Minimum subtree containing nodes from set

Question

There is a tree structure, e.g.

and set of nodes (leafs), that must be in subtree, e.g.

[5, 6]

How to find minimum subtree that contains all these nodes and begins from root element? Like this:

Can a node value appear in the tree in more than one location? — j_random_hacker, Nov 28 '16 at 20:55

score 2 · Accepted Answer · answered Nov 28 '16 at 11:37

Basically, you can recurse down to the leaves, and find, for each leaf, whether it is needed or not. When the recursion goes back up again, you can see if any of the descendants was needed.
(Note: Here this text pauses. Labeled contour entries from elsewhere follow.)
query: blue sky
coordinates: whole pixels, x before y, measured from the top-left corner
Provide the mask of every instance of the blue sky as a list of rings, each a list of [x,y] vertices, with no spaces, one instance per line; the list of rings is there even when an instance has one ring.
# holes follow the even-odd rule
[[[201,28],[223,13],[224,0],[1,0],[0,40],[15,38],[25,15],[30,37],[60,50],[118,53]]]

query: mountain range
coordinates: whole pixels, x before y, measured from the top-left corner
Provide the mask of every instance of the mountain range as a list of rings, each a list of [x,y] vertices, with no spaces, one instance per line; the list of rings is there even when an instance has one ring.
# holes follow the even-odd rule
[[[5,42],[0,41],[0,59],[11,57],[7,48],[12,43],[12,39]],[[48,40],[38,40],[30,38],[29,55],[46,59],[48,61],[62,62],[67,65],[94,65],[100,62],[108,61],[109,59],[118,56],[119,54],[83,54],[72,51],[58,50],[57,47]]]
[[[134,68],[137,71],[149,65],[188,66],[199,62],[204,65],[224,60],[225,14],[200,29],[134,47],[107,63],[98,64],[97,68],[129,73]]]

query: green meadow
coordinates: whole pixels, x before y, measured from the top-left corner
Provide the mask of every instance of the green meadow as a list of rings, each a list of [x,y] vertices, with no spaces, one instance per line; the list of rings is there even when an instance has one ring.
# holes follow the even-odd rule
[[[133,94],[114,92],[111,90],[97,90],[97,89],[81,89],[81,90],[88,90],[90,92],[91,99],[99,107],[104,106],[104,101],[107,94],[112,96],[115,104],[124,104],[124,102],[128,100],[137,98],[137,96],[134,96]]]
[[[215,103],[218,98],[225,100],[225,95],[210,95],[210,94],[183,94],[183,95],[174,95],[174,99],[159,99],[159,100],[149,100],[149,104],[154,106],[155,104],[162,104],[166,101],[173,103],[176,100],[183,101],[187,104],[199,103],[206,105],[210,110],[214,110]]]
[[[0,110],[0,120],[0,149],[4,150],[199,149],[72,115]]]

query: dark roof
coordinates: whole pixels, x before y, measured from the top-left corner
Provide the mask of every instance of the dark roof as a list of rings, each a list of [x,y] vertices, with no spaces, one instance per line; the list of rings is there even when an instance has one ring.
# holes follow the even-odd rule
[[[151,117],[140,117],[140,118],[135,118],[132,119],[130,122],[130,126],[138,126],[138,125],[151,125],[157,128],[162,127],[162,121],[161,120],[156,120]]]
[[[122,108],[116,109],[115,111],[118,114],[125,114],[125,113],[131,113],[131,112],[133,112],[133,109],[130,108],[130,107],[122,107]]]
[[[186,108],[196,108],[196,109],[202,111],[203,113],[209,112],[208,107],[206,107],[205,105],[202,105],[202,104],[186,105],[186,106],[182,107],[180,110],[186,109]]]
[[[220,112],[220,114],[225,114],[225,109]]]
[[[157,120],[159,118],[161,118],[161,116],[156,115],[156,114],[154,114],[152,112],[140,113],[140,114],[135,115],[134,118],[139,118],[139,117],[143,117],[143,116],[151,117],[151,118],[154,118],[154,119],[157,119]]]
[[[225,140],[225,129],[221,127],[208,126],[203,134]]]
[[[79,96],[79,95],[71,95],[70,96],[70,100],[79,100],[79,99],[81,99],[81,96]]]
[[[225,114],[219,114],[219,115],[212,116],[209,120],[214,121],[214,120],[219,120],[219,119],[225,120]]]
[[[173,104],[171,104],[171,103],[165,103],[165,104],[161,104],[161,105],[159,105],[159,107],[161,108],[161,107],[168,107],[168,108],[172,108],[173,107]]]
Here is pseudo-code that does this:

def mark_needed_nodes(node, given_nodes):
    # If a leaf, check if it is in given_nodes
    if node is leaf:
        node.needed = node in given_nodes
        return node.needed

    # It is not a leaf; check if any of the descendants is needed.
    node.needed = False
    for child in node.children:
        node.needed = needed or mark_needed_nodes(child, given_nodes)
    return node.needed

You would call mark_needed_nodes(root, given_nodes).

Assuming given_nodes is a hash-based dictionary, the complexity is linear in the number of nodes in the tree.

score 1 · Answer 2 · answered Nov 28 '16 at 14:58

I think, there is no need to traverse the whole tree. We can just "draw the lines" from each of the given leaf nodes up to the root.

Something like this:

mark root node as needed.
take first not processed given leaf node. If there are none, we are done.
mark current node needed.
go to the parent of the current node.
if current node is already needed, go to 2, else go to 3.

score 0 · Answer 3 · answered Nov 28 '16 at 20:58

Suppose you have k nodes in your query set, and n nodes in the tree. If you need to perform many queries on the same tree, and the tree is much larger than a typical query set, then you might consider the following solution.

A complicated O(n)-preprocessing-time, O(k)-query-time solution

You can first preprocess your tree in linear time so that you can determine the lowest common ancestor of a pair of nodes in constant time. Then, for a given query, you can then find the lowest common ancestor of two query nodes, then the lowest common ancestor of that node and the third node in your query, etc., to determine the lowest common ancestor of all nodes in your query set in O(k) time overall. However the preprocessing and querying are both complicated, and this is unlikely to be the fastest way unless your tree is huge compared to your query size and you have many separate queries on the same tree (so that the time spent preprocessing pays off).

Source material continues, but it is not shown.